Single by Keith Whitley

from the album L.A. to Miami
- B-side: "I've Got the Heart for You"
- Released: November 1985
- Genre: Country
- Length: 3:28
- Label: RCA
- Songwriters: Hank Cochran; Dean Dillon; Royce Porter;
- Producer: Blake Mevis

Keith Whitley singles chronology
| "I've Got the Heart for You" (1985) | "Miami, My Amy" (1985) | "Ten Feet Away" (1986) |

= Miami, My Amy =

"Miami, My Amy" is a song written by Dean Dillon, Hank Cochran and Royce Porter, and recorded by American country music artist Keith Whitley. It was released in January 1986 as the second single from the album L.A. to Miami. The song reached number 14 on the Billboard Hot Country Singles & Tracks chart.

==Content==
The song is about a man from Los Angeles, California, who meets a woman named Amy in Miami, Florida, before traveling back to his hometown.

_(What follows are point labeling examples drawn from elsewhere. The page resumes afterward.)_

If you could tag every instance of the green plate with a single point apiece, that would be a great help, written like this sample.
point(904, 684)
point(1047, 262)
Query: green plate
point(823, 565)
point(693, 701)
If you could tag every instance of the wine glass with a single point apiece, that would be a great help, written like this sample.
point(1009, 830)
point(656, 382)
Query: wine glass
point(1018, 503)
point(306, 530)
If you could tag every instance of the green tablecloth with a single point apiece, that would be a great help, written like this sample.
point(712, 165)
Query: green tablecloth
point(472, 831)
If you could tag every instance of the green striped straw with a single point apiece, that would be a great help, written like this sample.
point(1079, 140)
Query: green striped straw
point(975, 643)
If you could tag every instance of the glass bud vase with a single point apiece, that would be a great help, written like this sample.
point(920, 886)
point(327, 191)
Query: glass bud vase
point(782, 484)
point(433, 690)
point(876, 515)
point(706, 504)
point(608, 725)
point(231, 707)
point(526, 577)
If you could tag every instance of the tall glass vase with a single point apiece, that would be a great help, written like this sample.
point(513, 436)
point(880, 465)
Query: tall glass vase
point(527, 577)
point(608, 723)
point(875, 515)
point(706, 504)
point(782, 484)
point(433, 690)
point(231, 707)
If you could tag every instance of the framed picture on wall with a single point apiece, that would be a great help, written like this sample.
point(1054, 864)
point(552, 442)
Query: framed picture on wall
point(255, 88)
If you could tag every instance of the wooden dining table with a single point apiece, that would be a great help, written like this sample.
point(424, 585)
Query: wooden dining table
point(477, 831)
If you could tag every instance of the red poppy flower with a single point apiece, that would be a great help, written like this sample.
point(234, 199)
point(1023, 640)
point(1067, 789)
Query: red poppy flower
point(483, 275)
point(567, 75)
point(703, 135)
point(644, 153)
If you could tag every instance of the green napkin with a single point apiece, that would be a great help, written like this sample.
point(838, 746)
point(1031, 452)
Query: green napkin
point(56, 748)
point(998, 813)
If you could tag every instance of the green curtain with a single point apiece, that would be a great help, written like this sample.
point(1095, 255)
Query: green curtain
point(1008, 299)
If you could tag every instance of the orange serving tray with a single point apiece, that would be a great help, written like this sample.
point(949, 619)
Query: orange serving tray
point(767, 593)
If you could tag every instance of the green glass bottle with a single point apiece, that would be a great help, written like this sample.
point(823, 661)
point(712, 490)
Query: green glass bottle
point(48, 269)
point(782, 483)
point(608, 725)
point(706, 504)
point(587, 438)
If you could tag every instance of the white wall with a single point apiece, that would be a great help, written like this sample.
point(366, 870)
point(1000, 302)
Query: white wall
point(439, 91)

Upon returning to Los Angeles, he receives a phone call from the woman, who claims that she misses him and invites him to take a flight back to Miami. In the chorus, the narrator states that "Miami, my Amy, loves me after all".

==Critical reception==
Kay Privett of the Memphis Commercial Appeal described the song favorably in a review of L.A. to Miami, comparing Whitley's "warm" vocals to those of Merle Haggard. In the book Country Music: The Rough Guide, Kurt Wolff stated that the song's initial success on the charts helped Whitley gain recognition for the success of his following album, Don't Close Your Eyes. He also stated that the song had a more country pop production style than Don't Close Your Eyes did.

From March 2022, the song trended on TikTok when users began posting videos with a nostalgic theme set to the song.

==Chart performance==
"Miami, My Amy" debuted on the Billboard Hot Country Songs charts dated for November 2, 1985. The song became Whitley's first top-40 hit on that chart, peaking at number 14 in early 1986. The single's B-side was "I've Got the Heart for You", which had previously served as the album's lead single and peaked at number 57 on the same chart in 1985.

| Chart (1985–1986) | Peak position |
|---|---|
| US Hot Country Songs (Billboard) | 14 |
| Canadian RPM Country Tracks | 38 |

==Cover versions==
In 2007, Daryle Singletary recorded the song for his covers album Straight from the Heart. Morgan Wallen sampled the song in his 2025 single "Miami".